All I want for Christmas is Joy.  I want it for myself.  I want it for you.  I want it for our churches and the world.  I believe it’s what you want too; what everybody wants.  Why else would the angels announce Jesus’ birth by saying, I bring you good news of great joy for everyone!

I don’t see much of it.  Recently, joy has not been highly visible.  I’m convinced that most people don’t know joy.  The evidence shows joy is missing.  I see it in faces, on the street, in stores, in homes, in the church.    I see it in attitudes—anger, bitterness, frustration.  I see it in actions—childish, un-Christian, sinful.  We may identify many “reasons.”  It has been a tough year or couple of years, locally, nationally, in the world.  Individually, some of us have had a hard time, and the church has its struggles as well.  But perhaps the real reason is that most of us just haven’t been very good Christians.

“For all the greeting card and sermonic rhetoric, I do not think that much rejoicing happens around Christmastime, least of all about the coming of the Lord.  There is, I notice, a lot of holiday frolicking, but that is not the same as rejoicing.”  (William Stringfellow, “A Keeper Of The Word” in CT, 12/3/01, 66)

It is one of those words, which everyone knows but little understands.
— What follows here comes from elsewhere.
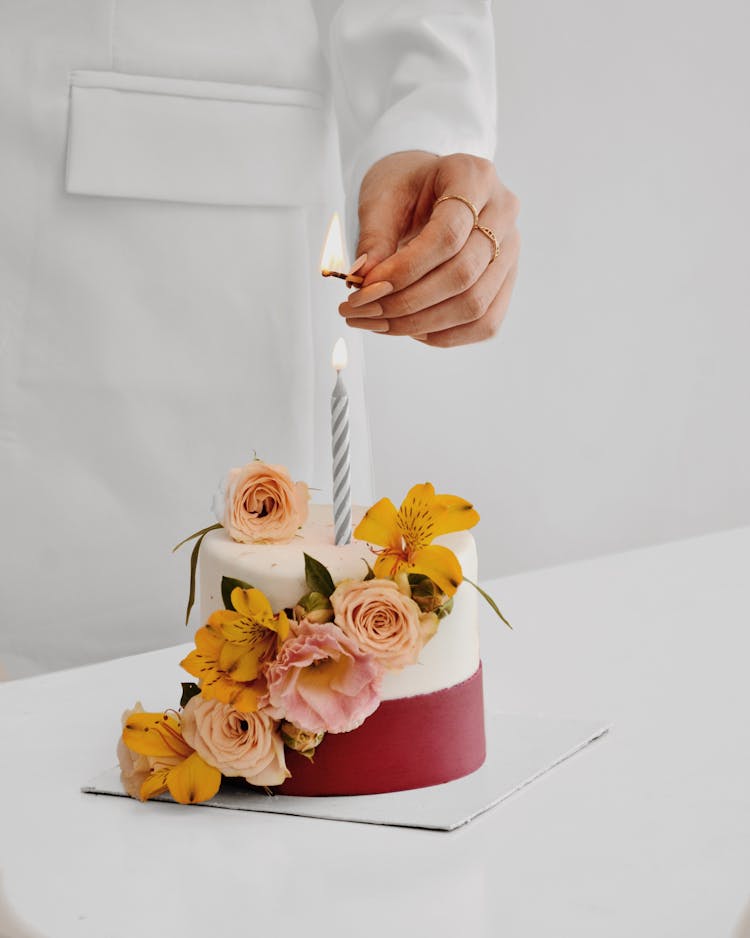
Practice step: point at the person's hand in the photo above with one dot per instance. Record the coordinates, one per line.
(429, 273)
It is not an easy idea to define.  The original messengers of this Christmas message were angels.

 “There are some truths too great, too sacred, too Divine for any impure human mouth to have been the first to utter them.”  (Theodor Christlieb, Great Sermons On The Birth Of Christ, 115)

Happiness, pleasure, enjoyment, delight are often mistaken for, confused with joy. The Biblical idea of joy has an element missing from all of those synonyms—permanence.  It is not transitory.

But underlying it all is that joy is in God’s presence in Jesus.  The world has many counterfeits but only real abiding joy is found here.  It is what we were created for.  The historic expression puts this way: “The whole duty of man is to love God and enjoy him forever.”

One person put it this way: “I’m 83, and I’m more excited today about being a Christian than I was at eighteen when I put my feet upon the Way.”  The theologian Nels Ferre, entering this experience, said, “The birds sang a new song that night and the trees all wore halos….The very air was softer and utterly mysterious.  Never can I forget the strangeness and wonder of it all.”

I bring you good news of great joy.  It’s Christmas.